Balade dans les méandres du suisse allemand


Plus précis qu’une carte Cumulus, les dialectes vous suivent dans tous vos déplacements, connaissent votre histoire, votre famille, vos amis. Polymorphes mais stables, omniprésents sans être officiels, ils restent méconnus, intriguent… et pimentent mon quotidien linguistique à l’OFEN.

Par dialectes, je pense avant tout au suisse allemand: la Westschweiz – à l’exception de quelques régions catholiques – a perdu ses patois depuis bien longtemps. Histoire et géographie sont liées, alors partons pour une balade dans le temps et dans l’espace.

Langue ou dialecte? Est-ce que la distinction fait vraiment sens dans le cas du suisse allemand? Parlé par une majorité de la population alémanique, sans distinction d’âge ou de classe sociale, il s’invite aussi à l’écrit. On le voit désormais partout, dans les rues, sur les menus, les enseignes, les affiches publicitaires. Porté par les nouveaux médias, qui lui ont donné une plate-forme de choix, il n’a toutefois pas attendu la modernité pour s’approprier l’écrit. Il accompagne le carnaval bâlois depuis le XVIIIe s. dans les Zeedel, sa littérature est bien présente, ses sources sont tellement nombreuses qu’elles ont même alimenté un dictionnaire de 17 volumes.

Souvent opposé au bon allemand, qui est son pendant officiel, écrit et sérieux, le suisse allemand mérite un petit rappel historique. C’est la traduction de la Bible au XVIe s. qui a élevé un dialecte germanique au rang d’allemand standard, reléguant tous les autres dans son ombre. En Suisse – comme en Allemagne – les dialectes sont encore très vivants.

Les Suisses allemands ne se comprennent pas entre eux. C’est ce que l’on entend parfois en Suisse romande et on préférerait qu’il en soit ainsi, tellement il est étonnant de pouvoir se comprendre avec une telle variabilité: libres de l’obsession de faire juste ou faux qui caractérise la langue française, les dialectes varient sur les voyelles, les consonnes, la structure, le vocabulaire, sans que cela soit un obstacle à la communication. Un tel bric-à-brac fait parfois oublier quelques avantages de taille: pas de prétérit, pas de génitif, et les déclinaisons sont simplifiées.

Ce qui frappe aussi c’est la souplesse avec laquelle les dialectes s’adaptent et s’enrichissent, empruntant au français dès le XIXe s. puis à l’anglais, tout en étant eux-mêmes happés par des communautés plus grandes, régionales, cantonales, sans toutefois succomber à l’uniformisation ni perdre de leur identité.

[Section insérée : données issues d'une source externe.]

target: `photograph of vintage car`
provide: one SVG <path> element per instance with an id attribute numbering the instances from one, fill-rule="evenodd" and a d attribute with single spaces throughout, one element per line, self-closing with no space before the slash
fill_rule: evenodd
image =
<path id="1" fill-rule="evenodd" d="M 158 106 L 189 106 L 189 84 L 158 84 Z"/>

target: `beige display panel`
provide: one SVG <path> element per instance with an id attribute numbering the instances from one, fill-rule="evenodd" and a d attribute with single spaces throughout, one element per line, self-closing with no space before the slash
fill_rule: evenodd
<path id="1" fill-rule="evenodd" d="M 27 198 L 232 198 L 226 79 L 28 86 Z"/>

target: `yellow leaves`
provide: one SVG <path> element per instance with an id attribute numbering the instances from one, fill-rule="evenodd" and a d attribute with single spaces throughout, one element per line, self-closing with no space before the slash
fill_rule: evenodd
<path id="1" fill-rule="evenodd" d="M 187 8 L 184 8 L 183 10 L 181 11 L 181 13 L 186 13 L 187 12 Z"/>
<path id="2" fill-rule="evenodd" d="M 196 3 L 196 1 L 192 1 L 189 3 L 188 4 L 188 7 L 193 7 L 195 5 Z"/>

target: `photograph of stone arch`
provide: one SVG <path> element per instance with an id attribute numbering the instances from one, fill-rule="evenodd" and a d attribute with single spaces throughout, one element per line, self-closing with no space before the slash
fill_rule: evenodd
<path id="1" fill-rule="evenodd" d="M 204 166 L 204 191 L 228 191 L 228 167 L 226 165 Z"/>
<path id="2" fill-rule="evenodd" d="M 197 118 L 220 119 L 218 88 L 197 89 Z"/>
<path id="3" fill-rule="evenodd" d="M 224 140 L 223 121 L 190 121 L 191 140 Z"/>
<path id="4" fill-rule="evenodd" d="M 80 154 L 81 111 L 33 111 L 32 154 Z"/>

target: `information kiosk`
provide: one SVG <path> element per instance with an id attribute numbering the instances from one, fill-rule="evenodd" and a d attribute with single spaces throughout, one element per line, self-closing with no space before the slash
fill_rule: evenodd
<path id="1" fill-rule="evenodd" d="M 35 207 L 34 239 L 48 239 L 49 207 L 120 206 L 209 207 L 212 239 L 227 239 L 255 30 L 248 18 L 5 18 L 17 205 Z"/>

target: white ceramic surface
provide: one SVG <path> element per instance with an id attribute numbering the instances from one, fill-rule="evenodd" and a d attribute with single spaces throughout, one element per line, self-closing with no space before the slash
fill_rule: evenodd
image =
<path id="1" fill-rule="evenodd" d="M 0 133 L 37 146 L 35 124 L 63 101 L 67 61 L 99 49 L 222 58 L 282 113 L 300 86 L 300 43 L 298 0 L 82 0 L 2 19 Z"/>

Même si cette langue non codifiée donne une impression de liberté, elle garde ses règles et permet d’associer immédiatement une personne à une région. Si vous en doutez, passez vos collègues à la moulinette du Chochichästli-Orakel, qui vous révélera d’où ils viennent avec une précision impressionnante.

Le suisse allemand est par essence la langue de l’informel, celle du quotidien, des loisirs, de la famille. C’est une langue intime, apprise dès la petite enfance. Alors, impossible à apprendre? Peut-être, mais sachant qu’elle est faite d’histoire et de géographie on peut se rapprocher de sa logique. En repérant comment ces éléments font varier son expression: prédominance de la voyelle a dans la région bernoise (oui se dit -> jaa), du o plus au nord (-> joo). En suivant la prononciation de certaines consonnes: le dialecte bâlois est par exemple le seul à prononcer le K comme en allemand standard (-> Kind et non Chind).

La diversité est un bien culturel qu’il appartient à chacun d’explorer. Bonne balade!